Offer patients with MSCC who are at high risk of venous thromboembolism (including those treated surgically and judged safe for anticoagulation) subcutaneous thromboprophylactic low molecular weight heparin in addition to mechanical thromboprophylaxis. (See the National Guideline Clearinghouse [NGC] summary of the National Institute for Health and Clinical Excellence [NICE] clinical guideline Venous thromboembolism for information on reducing the risk of venous thromboembolism [deep vein thrombosis and pulmonary embolism] in inpatients undergoing spinal surgery).

For patients with MSCC, individually assess the duration of thromboprophylactic treatment, based on the presence of ongoing risk factors, overall clinical condition, and return to mobility.

Management of Pressure Ulcers

Undertake and document a risk assessment for pressure ulcers (using a recognised assessment tool) at the beginning of an episode of care for patients with MSCC. Repeat this assessment every time the patient is turned while on bed rest and at least daily thereafter.

While patients with MSCC are on bed rest, turn them using a log rolling technique at least every 2 to 3 hours. Encourage patients who are not on bed rest to mobilise regularly (every few hours). Encourage and assist those who are unable to stand or walk to perform pressure relieving activities such as forward/sideways leaning at least hourly when they are sitting out.

Promptly provide pressure relieving devices to patients with MSCC appropriate to their pressure risk assessment score. Offer patients with restricted mobility or reduced sensation cushions and/or mattresses with very high-grade pressure-relieving properties.

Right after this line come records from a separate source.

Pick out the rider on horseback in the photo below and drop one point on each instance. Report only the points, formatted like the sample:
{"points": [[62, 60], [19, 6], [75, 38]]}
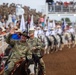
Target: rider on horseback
{"points": [[36, 48], [19, 47]]}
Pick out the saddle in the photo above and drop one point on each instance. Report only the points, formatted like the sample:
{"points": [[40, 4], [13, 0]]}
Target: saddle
{"points": [[17, 64]]}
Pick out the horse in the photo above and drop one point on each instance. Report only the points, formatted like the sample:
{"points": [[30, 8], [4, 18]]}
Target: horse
{"points": [[67, 39], [48, 41], [26, 67], [59, 42]]}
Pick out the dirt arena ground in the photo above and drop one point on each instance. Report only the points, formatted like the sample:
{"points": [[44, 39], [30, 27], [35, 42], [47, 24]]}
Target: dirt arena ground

When caring for patients with MSCC, adhere to the pressure sore assessment, prevention and healing protocols recommended in 'The use of pressure-relieving devices for prevention of pressure ulcers' (NICE clinical guideline 7) and 'The management of pressure ulcers in primary and secondary care' (NICE clinical guideline 29).

Bladder and Bowel Continence Management

Assess bowel and bladder function in all patients with MSCC on initial presentation and start a plan of care.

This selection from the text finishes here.